Tight supplies boost used-car prices

Weak new-car sales and leasing activity at the depths of the recession are felt today in smaller inventories of two- and three-year-old used cars on dealers' lots.

And that in turn is resulting in strong pricing.

The old adage of new cars losing 30 percent of their value the moment they are driven off a dealership's lot?

It simply doesn't hold true anymore, says Tim Hohl, general manager of Michael Hohl Motor Company in Carson City.

The relatively small pool of cars coming off three-year leases or traded in by buyers who made purchases in 2009 and 2010 is one reason.

And auto manufacturers, remembering the financial battering they took early in the recession, tightened the reins on new-car production. With fewer new cars on dealers' lots, buyers are taking a closer look at used vehicles when they can find them.

"We have seen a marked difference in used car prices as to what would have expected," Hohl says. "Newer-model used cars are bringing more money than they ever have in the past relative to new car prices.
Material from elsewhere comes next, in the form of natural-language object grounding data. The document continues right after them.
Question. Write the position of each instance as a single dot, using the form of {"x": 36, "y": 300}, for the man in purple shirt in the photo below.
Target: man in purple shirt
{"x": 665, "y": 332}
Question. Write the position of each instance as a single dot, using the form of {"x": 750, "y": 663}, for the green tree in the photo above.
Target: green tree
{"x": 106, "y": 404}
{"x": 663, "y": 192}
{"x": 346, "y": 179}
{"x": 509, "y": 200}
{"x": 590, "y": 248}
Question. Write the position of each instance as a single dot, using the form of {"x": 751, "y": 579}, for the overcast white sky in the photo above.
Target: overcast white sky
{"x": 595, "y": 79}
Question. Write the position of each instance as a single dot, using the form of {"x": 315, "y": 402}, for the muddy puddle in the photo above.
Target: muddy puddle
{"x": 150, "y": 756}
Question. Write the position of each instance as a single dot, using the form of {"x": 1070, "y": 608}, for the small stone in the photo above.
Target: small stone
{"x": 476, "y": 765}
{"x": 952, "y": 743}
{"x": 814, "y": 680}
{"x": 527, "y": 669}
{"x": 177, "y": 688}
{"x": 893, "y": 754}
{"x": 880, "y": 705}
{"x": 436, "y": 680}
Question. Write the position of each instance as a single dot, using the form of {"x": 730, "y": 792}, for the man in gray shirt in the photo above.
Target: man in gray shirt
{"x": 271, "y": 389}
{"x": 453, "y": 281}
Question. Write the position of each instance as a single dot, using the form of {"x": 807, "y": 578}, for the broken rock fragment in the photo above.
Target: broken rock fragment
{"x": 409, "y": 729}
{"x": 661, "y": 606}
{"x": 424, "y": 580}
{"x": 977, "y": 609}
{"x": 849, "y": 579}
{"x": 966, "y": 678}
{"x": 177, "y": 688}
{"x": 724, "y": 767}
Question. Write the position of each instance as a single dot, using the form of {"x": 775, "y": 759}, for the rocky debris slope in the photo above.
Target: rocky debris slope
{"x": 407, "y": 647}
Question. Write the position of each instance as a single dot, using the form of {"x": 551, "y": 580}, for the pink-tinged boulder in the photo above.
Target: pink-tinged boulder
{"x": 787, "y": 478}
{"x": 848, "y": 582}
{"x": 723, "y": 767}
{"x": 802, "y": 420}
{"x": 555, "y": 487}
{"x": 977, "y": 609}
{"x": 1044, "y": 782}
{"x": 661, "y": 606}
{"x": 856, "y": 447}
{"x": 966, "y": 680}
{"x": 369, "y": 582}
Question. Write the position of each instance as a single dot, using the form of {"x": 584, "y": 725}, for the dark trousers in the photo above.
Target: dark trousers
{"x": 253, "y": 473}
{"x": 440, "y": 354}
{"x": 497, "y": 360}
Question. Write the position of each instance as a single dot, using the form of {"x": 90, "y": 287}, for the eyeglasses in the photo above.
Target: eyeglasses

Used cars are as valuable as they ever have been."

Eric Mares, a vehicle locator with Consumers Fleet and Sales in South Meadows, typically buys vehicles for customers at auction. Auction buying in the past few years has become much more difficult, Mares says, because of the rising cost of vehicles.

"It's not that you can't still find good quality cars, but you have to pay Kelly Blue Book value or more," he says.

And that's tough for a dealer who then needs to add $500 or $1,000 to the price tag to cover detailing, smog certificates, overhead and profit.

"By that time you have to price it over Kelly Blue Book retail for a starting point. Since there is so much information out there you look ridiculous to the public because they have done their homework. We just don't have the margins anymore," Mares says.

Lee Bosch, owner of Bosch Motors in Winnemucca, which shifted its business model to selling used cars after General Motors restructured in 2009, agrees that auction prices are squeezing dealers.

Locating heavy-duty three-quarter or one-ton pickups that one to four years old is difficult, Bosch says. When they do come up at auction, they usually sell for more than wholesale prices.

"I have no idea how they resell it," Bosch says. "It is crazy. In a lot of cases I tell clients to get brand new. Trying to find one- or two-year old used truck is just impossible."

Ben Scott, owner of Scott Motors, also shifted focus in recent years to used car sales after losing a franchise for Cadillac and Buick lines in 2009. (Scott Motors still has a new-car franchise for the Land Rover line.)

Scott says prices paid for used cars often make him wince because those prices must be passed on to consumers.

Recently, Scott says, there is a narrowing gap between the cost of new and used vehicles, which ultimately could curtail sales of used vehicles.

Generally, used cars have a higher profit margin for dealers, while profit margin for new cars largely is determined by the manufacturers, Scott says.

"You have to maintain that differential between new and used, and it squeezes the whole thing," Scott says. "It squeezed the dealerships' potential for profit."

Smaller profit margins means dealerships are more focused on sales volume than margins on individual transactions, Hohl adds.

Despite higher prices dealers are paying for use vehicles, auto sales have been brisk the first two quarters of the year.

All four product lines from General Motors had their best June sales figures since 2007, Hohl says.

Michael Hohl Motor Company typically relies on trade-ins for much of its inventory of used vehicles, but like most dealerships it also purchases used cars from auctions and online retailers.

"For the most part people are having to pay more for a car than they would have before the recession really started to hit," Hohl says. "But by extension we are giving more money for trades than we ever have before. People still are going to buy the same car, they just have to realize they will have to pay more for some of these used cars.